Most lawsuits concern a dispute between two people or between a person and a company or other organization. But it can happen that someone injures more than one person at the same time. A driver who runs a red light may hit another car carrying one person or many people. If several people are injured in the same accident, they each have the right to sue the driver for the damage that he caused them. Could they sue as a group? Usually not, because the damages would probably not be the same for each person, and different facts would have to be proved at the trial. Plus, the driver of the car that was struck might have been partially to blame, so the defendant’s liability toward him might be different from his liability toward the passengers.
If, however, the potential plaintiffs were all injured in the same way and their injuries were identical, a single lawsuit might be a far more efficient way of determining liability and deciding financial responsibility than many individual lawsuits.
How could such a suit be brought? All the injured parties could hire the same lawyer, and she could present a common case. But with a group numbering more than a handful of people, it could become overwhelmingly complicated. So how could, say, a million stockholders who believed they were cheated by a corporation ever get together to sue?
Because of these types of situations, there is a legal procedure that permits one person or a small group of people to serve as representatives for all others. This is the class action. The class action is provided for in the Federal Rules of Civil Procedure (Rule 23) and in the separate codes of civil procedure in the states. These rules differ among themselves and are often complex, but in general anyone can file a class action in an appropriate case, subject to approval of the court. Once the class is “certified,” or judged to be a legally adequate group with common injuries, the lawyers for the named plaintiffs become, in effect, lawyers for the entire class.
Usually a person who doesn’t want to be in the class can decide to leave. If she does, she will not be included in an eventual judgment or settlement. But a potential plaintiff who is included in the class cannot, after a final judgment is awarded, seek to relitigate the issue if she is dissatisfied with the outcome, even though she did not participate at all in the legal proceeding.
KEY TAKEAWAY
Anyone can file a lawsuit, with or without the help of an attorney, but only those lawsuits where a plaintiff has standing will be heard by the courts. Standing has become a complicated question and is used by the courts to ensure that civil cases heard are being pursued by those with tangible and particular injuries. Class actions are a way of aggregating claims that are substantially similar and arise out of the same facts and circumstances.
EXERCISES
***
1. Fuchs Funeral Home is carrying the body of Charles Emmenthaler to its resting place at Forest Lawn Cemetery. Charles’s wife, Chloe, and their two children, Chucky and Clarice, are
following the hearse when the coffin falls on the street, opens, and the body of Charles Emmenthaler falls out. The wife and children are shocked and aggrieved and later sue in civil court
for damages. Assume that this is a viable cause of action based on “negligent infliction of emotional distress” in the state of California and that Charles’s brother, sister-in-law, and
multiple cousins also were in the funeral procession and saw what happened. The brother of Charles, Kingston Emmenthaler, also sees his brother’s body on the street, but his wife, their three
children, and some of Charles’s other cousins do not.

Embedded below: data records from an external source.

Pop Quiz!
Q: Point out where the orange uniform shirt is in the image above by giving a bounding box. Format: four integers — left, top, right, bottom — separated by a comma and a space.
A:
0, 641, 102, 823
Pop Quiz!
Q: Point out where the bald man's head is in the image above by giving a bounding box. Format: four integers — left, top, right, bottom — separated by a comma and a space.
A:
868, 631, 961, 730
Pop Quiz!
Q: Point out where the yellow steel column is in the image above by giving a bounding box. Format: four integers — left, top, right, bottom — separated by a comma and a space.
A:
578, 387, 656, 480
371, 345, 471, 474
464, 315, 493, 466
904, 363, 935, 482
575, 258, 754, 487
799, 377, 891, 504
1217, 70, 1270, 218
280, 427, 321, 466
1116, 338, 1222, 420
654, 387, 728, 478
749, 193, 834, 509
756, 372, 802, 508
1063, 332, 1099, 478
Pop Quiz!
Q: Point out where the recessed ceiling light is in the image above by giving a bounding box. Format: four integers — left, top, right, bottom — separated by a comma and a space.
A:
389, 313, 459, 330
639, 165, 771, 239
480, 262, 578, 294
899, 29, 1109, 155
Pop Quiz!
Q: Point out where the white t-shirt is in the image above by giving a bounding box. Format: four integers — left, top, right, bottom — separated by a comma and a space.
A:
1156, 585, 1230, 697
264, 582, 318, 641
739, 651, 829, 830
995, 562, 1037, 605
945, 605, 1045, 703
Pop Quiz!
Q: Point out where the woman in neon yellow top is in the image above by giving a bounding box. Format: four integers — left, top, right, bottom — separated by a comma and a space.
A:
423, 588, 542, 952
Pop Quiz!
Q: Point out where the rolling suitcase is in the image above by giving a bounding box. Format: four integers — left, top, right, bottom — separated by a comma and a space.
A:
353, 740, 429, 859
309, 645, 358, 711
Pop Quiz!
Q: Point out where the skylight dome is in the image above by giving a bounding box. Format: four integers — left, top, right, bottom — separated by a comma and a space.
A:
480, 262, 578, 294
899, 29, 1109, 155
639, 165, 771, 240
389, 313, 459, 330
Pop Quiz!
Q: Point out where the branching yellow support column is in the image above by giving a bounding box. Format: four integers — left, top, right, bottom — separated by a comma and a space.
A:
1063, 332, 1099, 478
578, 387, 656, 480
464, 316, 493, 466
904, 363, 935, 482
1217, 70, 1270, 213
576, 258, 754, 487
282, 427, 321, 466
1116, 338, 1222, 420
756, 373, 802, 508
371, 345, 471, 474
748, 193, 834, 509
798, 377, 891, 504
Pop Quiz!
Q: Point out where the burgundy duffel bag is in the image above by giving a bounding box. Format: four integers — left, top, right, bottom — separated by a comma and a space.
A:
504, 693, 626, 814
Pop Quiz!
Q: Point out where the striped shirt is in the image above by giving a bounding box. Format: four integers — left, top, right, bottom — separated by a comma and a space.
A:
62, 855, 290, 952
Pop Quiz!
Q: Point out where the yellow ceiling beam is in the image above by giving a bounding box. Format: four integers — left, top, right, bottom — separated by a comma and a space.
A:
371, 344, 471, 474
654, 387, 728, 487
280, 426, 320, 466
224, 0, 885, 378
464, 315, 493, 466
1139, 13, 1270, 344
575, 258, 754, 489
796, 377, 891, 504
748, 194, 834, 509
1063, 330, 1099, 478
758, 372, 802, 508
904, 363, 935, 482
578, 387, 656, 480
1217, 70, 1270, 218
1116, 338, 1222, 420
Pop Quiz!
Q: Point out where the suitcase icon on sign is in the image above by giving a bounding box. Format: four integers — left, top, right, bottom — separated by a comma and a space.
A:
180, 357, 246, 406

Charles was actually emotionally closest to Kingston’s oldest son, Nestor, who was studying abroad at the time of the funeral and could not make it back in time. He is as emotionally
distraught at his uncle’s passing as anyone else in the family and is especially grieved over the description of the incident and the grainy video shot by one of the cousins on his cell
phone. Who has standing to sue Fuchs Funeral Home, and who does not?